Thank you, Mr. Chair. I am also concerned about this. Over the years, we have seen the centralization of some government services, and the results, from what I have heard, haven't been the greatest.
If you talk to anyone in the government who has ever tried to hire someone, they are not particularly thrilled with the way HR works, and from what I understand, there was a time when hiring was done sort of within the departments. Not entirely, but much more so. The departments seem happier with that, and it was generally quicker. The Department of Infrastructure has taken back control over procurement of all items over $50,000 and, from what I understand, departments now have difficulty procuring items. You know, we can't spend half the money that we allocate for procurement. Financial shared services has also been recently created, and it has been taken out of the departments and the people who directly use those into a central, you know, area in Finance, and now the people in the departments don't have a relationship with the Finance person anymore. Now it is just they contact Finance, and that person might not be very familiar with what goes on in their department, and I know that has caused issues in some departments.

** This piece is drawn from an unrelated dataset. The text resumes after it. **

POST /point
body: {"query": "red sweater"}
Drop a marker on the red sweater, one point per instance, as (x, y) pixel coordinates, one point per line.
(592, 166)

Now, we are doing the same thing with these tech positions. So there are people right now who develop and design programs for use by departments, and they are working there on the front lines with the people who use those programs, and that creates a good feedback loop. If there are issues, they can talk directly to those people.
Now, there is going to be this gap between them and there is going to be the group of tech people and there is going to be the group of people on the front line, and they are not going to be dedicated to one project, and so they are not going to have that relationship. I foresee issues, and I don't know why this was done so soon after financial shared services and without an evaluation of how things are going in human resources and without an evaluation of how the departments like the new procurement services. Because, from everything I can tell, no one is really happy with it.
Even, you know, contractors. Before, if they had a contract with a department to procure something, they knew the people in that department. They could contact them. If there were problems with payments, they knew who to contact. Now, you contact Finance. It is some nameless person behind a desk somewhere in Yellowknife, and they have no idea what is going on with that person's project.
So I see a lot of problems with these sort of centralizations that have already happened, and yet we are going ahead with a new one. So the question is about what sort of measurements we are going to use to measure the success of this is almost moot because these measurements should have been done over the years on these other departments, and I don't think they have been.
I understand why there might be some need to reorganize. You know, you want to have people working together who are doing similar things, but I don't know if a massive organization all at once is the way to go about it. I remember one deputy minister said to me in the business plans, and it wasn't related to this, it was about something else, but no matter how you organize government, it is about communication. I see that now we are just organizing it, but we are not putting any thought toward communication. I have grave concerns about this, and I think this is ill-informed, and, you know, I don't know if I can support the budget on this alone, seeing what we have seen in the past with the other sorts of amalgamations. I just wanted to let the department. I don't really have a question. It was just a comment. Thank you, Mr. Chair.